Yesterday I had the pleasure of making and assembling a 12-inch-tall, three tier wedding cake for a midnight wedding at Portland's Voodoo Doughnuts. The people who got married are close friends of mine, so finding the inspiration for the design wasn't difficult (having them give me free reign when it came to designing the cake helped, too). Certain components literally came to me in a dream; the remaining details were filled in after giving the project some thought. I was an art history major during undergrad, so I have a tendency to imbue creative projects with lots of symbolism. I find that doing so gives the work some personality and depth, and it keeps me connected to the days when I studied the subject.

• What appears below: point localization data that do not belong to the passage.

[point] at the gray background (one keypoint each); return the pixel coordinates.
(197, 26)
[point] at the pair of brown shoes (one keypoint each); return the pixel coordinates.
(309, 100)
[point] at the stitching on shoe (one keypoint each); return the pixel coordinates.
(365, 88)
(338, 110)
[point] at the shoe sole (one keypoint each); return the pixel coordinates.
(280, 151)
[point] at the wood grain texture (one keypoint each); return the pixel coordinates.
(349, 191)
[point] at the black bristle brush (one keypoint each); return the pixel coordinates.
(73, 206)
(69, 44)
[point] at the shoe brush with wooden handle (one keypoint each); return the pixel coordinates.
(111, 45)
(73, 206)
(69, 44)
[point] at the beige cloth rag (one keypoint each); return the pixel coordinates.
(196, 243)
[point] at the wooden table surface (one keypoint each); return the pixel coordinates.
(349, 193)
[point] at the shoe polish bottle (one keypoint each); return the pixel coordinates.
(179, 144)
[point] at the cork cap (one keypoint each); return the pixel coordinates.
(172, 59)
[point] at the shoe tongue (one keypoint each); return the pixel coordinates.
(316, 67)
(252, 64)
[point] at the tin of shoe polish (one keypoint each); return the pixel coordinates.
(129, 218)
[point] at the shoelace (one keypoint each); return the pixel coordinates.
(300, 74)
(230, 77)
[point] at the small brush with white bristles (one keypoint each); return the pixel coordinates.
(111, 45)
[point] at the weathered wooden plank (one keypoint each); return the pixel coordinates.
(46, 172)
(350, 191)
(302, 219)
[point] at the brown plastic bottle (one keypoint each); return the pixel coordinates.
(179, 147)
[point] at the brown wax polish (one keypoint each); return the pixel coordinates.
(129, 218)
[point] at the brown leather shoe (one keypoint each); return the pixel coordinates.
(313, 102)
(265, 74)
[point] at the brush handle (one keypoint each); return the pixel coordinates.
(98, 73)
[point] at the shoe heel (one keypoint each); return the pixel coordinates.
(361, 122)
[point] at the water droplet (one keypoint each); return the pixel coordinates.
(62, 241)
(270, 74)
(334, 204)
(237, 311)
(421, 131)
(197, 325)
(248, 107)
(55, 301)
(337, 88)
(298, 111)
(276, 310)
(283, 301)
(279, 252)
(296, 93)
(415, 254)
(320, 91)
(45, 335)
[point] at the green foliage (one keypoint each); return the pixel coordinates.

The cake itself was Serious Business Pastries's own super moist gingerbread cake, which was then frosted with white chocolate. I chose the gingerbread to commemorate the time of year the couple got married (the first day of winter, the solstice), and white chocolate frosting because the pair avid snow sport enthusiasts. The rustic approach I used to apply the frosting to the cake — the swirling, the unevenness — is meant to evoke images of ski trails and snow that's seen a fair amount of recent activity. When you see the frosting as snow, the cake itself takes on a mountainous kind of quality; and so at the top of the mountain I perched two shortbread cookie star cutouts to represent the couple, and the trail of bright green and orange macarons — colors the couple likes — symbolizes the trail the couple blazed together to get to the top. (Plus, who doesn't love macarons?!?) The single trail of macarons, as opposed to two separate trails, suggests unity.
And there you have it: Serious Business Pastries first blogpost, and the business's first wedding cake.